During the past few months, I have never seriously talked about financial issues, even though he said (as a reduction of his original agreement) he would pay $2000 for my tuition. He reneges on that too, even if I do not have much left from the money given by my elder brother.


This time I am aware that my blind concession, kindness, tolerance, and silence have never aroused his conscience. I informed my university of my present situation and the reason why I have not yet paid my tuition. My university said they will provide me with some legal suggestions, and asked me to resort to legal methods to enforce Yxxxxxx to fulfill his responsibilities.


Xxxxxxx, I apologize for resolving the issues by these legal means. Whatever a man does, God is the beholder…I appreciate your family’s kindness, but maybe we do not possess the fortune to become a family. No matter what, I appreciate the love from mom, dad, elder sister, and you. If any of you, as one of Yxxxxxx’s family members, could remind him of a man’s responsibility and conscience, this might be a better way to love him.

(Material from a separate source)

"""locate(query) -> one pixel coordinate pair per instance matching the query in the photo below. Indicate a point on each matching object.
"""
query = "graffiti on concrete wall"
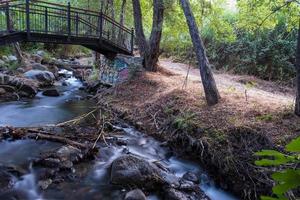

As the saying goes, he that lies down with dogs must rise up with fleas- good companions have good influence while bad ones have bad influence. If Yxxxxxx continues his current conduct, it may bring a negative effect to his reputation or even influence his career. It is time to stop my kind-hearted care for him. I hope he becomes a man of self-esteem, self-dignity, and self-respect, and wish him all the best.